The team leader had originally planned to light a dozen shots or so from his favorite sequence in the film.

“I ended up lighting about 50 or so, which would have been unthinkable before, and I had a blast doing so,” he says.
Bioluminescent fish in animated short film ‘Shimmer’.
Images courtesy of Escena, Escuela de Animación

Bringing the bioluminescent schools to life


The team used UE5 extensively beyond lighting, from assembly to simulations for hair, fur, and crowds.

Palma calls out Nanite and Niagara as standout features—particularly when it came to creating the glowing schools of flying fish.

“Niagara allowed us to bring in hundreds of glowing fish creatures with different geometries and introduce variations in their texture-driven animation cycles, look development, and light emission, then choreograph the entire schools of fish as they interacted with our keyframed hero assets,” he says. “We were beyond thrilled with the possibilities!”

It wasn’t all smooth sailing however—the team faced technical challenges around optimizing the rotation of the fishes’ different animations and improving their glow.

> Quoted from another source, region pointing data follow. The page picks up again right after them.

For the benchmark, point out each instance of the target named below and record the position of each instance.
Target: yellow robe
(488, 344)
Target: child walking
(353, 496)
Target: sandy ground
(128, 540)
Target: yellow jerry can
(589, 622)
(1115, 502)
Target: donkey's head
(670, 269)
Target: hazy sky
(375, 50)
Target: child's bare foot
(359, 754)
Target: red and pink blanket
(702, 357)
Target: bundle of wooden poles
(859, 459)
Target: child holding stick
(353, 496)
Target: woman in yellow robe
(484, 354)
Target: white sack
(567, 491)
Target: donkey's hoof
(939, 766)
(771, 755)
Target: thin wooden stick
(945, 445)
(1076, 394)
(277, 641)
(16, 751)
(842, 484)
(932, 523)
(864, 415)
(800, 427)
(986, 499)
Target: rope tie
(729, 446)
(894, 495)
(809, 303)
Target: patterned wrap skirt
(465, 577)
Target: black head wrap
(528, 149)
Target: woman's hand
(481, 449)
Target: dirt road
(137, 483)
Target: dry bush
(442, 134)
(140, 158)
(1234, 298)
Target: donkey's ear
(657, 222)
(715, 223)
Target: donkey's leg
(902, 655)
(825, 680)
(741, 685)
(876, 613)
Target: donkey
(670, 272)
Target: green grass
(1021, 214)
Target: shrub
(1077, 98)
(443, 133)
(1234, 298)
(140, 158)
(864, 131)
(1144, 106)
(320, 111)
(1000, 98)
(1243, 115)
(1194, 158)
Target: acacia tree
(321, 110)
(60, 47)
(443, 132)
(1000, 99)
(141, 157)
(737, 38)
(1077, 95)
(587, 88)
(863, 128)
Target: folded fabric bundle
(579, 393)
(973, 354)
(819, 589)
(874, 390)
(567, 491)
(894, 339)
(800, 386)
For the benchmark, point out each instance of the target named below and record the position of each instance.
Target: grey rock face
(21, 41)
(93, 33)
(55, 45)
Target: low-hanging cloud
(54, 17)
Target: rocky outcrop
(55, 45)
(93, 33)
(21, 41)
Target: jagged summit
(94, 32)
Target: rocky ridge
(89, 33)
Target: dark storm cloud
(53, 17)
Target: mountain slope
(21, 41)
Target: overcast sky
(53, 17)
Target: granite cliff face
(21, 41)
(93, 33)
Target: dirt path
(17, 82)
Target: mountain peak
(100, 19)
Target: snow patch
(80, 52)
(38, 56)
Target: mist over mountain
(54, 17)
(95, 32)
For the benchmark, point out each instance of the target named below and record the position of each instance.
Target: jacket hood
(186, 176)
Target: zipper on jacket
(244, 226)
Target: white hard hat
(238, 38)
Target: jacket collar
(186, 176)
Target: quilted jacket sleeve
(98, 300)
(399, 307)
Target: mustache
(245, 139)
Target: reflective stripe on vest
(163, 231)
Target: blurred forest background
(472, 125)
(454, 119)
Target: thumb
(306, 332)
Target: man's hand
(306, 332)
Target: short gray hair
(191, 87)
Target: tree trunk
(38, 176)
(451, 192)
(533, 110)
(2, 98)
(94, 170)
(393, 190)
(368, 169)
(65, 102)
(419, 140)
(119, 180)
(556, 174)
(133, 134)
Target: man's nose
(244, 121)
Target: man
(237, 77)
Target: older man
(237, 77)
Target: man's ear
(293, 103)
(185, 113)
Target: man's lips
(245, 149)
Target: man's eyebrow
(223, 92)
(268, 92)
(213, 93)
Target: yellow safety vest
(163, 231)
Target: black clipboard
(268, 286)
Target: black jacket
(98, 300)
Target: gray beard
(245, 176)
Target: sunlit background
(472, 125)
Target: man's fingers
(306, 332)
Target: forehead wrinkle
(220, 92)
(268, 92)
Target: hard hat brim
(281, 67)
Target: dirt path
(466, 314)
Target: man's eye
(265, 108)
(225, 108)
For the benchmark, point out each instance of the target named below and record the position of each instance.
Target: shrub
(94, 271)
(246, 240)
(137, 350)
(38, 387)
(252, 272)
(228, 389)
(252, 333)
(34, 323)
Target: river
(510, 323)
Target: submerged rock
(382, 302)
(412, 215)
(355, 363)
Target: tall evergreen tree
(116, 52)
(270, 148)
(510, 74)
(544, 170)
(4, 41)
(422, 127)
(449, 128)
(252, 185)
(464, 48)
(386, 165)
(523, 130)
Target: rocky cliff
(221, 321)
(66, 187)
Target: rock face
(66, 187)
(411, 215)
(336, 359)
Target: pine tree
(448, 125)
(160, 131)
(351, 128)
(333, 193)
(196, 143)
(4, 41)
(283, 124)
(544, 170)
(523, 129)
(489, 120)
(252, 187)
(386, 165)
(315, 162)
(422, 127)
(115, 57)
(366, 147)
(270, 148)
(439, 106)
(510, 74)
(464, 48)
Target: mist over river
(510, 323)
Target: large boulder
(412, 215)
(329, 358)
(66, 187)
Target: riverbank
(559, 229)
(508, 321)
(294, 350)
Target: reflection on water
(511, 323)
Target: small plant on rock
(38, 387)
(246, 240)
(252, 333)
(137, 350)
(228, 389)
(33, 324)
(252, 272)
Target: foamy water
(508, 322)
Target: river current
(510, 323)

“Learning how to use Blueprints helped a lot,” recalls Palma, referring to Unreal Engine’s intuitive visual scripting system. “We could make a single Blueprint with multiple animations, a light component, and control over material shaders, and we had it all in a single bundle alongside Niagara.
 
That Blueprint gave the team centralized control over each fish instance. For a small team, the ability to manage this complexity without massive overhead was transformative.

“It worked wonders,” says Palma.
Kids in a car in animated short film ‘Shimmer’.
Images courtesy of Escena, Escuela de Animación

From the classroom to the red carpet


With Shimmer now completed and in contention for a host of awards—including an Oscar qualification—Palma has some words of wisdom for animation schools still relying on traditional offline pipelines that are considering a switch to Unreal Engine.

“It makes so much sense to do so,” he says. “Most of these schools don’t have render farms readily available, and the ability to see results in real time as opposed to waiting half an hour for a preview is a godsend.”

Shimmer’s accolades are a signal of what’s possible when education embraces real-time technology.

With Unreal Engine 5, Escena’s team assembled, simulated, lit, and rendered a visually ambitious animated short—one that stands confidently alongside industry productions.

For animation schools weighing the move to real time, Shimmer offers a clear message: the future of animation is faster, more creative, more accessible—and already happening in the classroom.